Entrambi, partendo dai rilievi dei mezzi incidentati, sono giunti a una ricostruzione dell’incidente concorde. La Fiat Panda che Magistrini conduceva (in discesa) verso la statale del Sempione, al termine di una curva a destra non distante dalla galleria che porta allo svincolo, invase improvvisamente la corsia opposta, urtando l’autocarro di un artigiano di Baveno. Il veicolo da lavoro sbandò a destra e finì contro il muro; l’utilitaria dell’architetto, che s’era intraversata, fu urtata nella parte laterale destra. L’impatto non le diede scampo e morì sul colpo.
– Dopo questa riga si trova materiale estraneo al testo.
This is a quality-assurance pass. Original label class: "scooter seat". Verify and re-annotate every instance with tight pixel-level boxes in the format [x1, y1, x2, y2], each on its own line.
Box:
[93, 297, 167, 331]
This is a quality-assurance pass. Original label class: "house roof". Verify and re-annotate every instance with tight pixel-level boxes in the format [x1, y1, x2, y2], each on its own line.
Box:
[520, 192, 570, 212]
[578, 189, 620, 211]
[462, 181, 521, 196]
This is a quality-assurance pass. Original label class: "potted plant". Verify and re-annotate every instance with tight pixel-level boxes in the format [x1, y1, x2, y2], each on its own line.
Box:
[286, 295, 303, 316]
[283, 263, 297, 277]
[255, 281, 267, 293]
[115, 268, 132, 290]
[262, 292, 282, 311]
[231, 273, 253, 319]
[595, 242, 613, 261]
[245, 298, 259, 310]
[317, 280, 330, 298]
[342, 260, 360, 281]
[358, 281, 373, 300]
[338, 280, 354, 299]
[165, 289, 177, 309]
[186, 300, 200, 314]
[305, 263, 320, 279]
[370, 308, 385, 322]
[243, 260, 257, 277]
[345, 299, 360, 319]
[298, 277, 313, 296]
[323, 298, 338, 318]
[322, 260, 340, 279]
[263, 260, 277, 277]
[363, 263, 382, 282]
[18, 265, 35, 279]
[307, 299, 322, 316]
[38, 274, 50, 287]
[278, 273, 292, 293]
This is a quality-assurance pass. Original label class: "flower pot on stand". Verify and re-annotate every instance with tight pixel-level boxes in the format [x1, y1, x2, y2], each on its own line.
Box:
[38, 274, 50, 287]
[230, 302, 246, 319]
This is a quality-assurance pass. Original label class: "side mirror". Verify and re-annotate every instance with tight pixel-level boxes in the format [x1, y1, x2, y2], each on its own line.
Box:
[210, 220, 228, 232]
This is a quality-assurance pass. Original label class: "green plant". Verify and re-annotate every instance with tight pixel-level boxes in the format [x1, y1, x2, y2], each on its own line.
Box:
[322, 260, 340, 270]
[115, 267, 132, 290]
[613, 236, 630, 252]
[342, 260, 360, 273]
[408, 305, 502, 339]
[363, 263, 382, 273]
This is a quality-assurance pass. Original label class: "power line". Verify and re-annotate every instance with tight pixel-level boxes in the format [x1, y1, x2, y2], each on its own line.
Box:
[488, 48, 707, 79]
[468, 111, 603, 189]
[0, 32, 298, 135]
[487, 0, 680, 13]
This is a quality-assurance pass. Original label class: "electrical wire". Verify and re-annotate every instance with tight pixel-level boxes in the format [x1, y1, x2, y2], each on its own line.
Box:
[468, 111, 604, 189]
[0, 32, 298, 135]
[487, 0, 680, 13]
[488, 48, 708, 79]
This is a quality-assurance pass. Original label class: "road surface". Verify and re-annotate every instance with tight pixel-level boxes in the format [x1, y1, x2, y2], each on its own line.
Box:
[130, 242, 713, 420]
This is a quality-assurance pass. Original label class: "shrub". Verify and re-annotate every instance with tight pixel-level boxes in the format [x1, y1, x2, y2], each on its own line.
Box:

I periti stimano che al momento dell’urto la Panda viaggiasse tra i 55 e i 60 chilometri orari, l’autocarro tra 50 e 55. E concordano nel dire che, determinante per l’incidente, fu la correzione del volante che Magistrini fece, a curva ultimata, sterzando a sinistra probabilmente nel momento in cui stava perdendo il controllo. Ciò che differenzia le due perizie sono le altre considerazioni. Per l’accusa sono critiche la mancanza di cartelli di pericolo (l’unico era quello di strada sdrucciolevole); la non indicazione del limite di velocità a 40 orari; l’asfalto, mai rifatto dall’inaugurazione della strada, poco aderente; lo scarso drenaggio –quel giorno pioveva, anche se al momento dell’incidente no- al limite della carreggiata, con solchi trasversali; e la pendenza eccessiva per quel tipo di strada. Viceversa il tecnico della difesa sostiene che la strada era perfettamente adeguata, nella progettazione e nella manutenzione, e che solo la manovra dell’automobilista fu la causa del sinistro.

Il giudice ha aggiornato il processo al 13 febbraio per la discussione e la sentenza.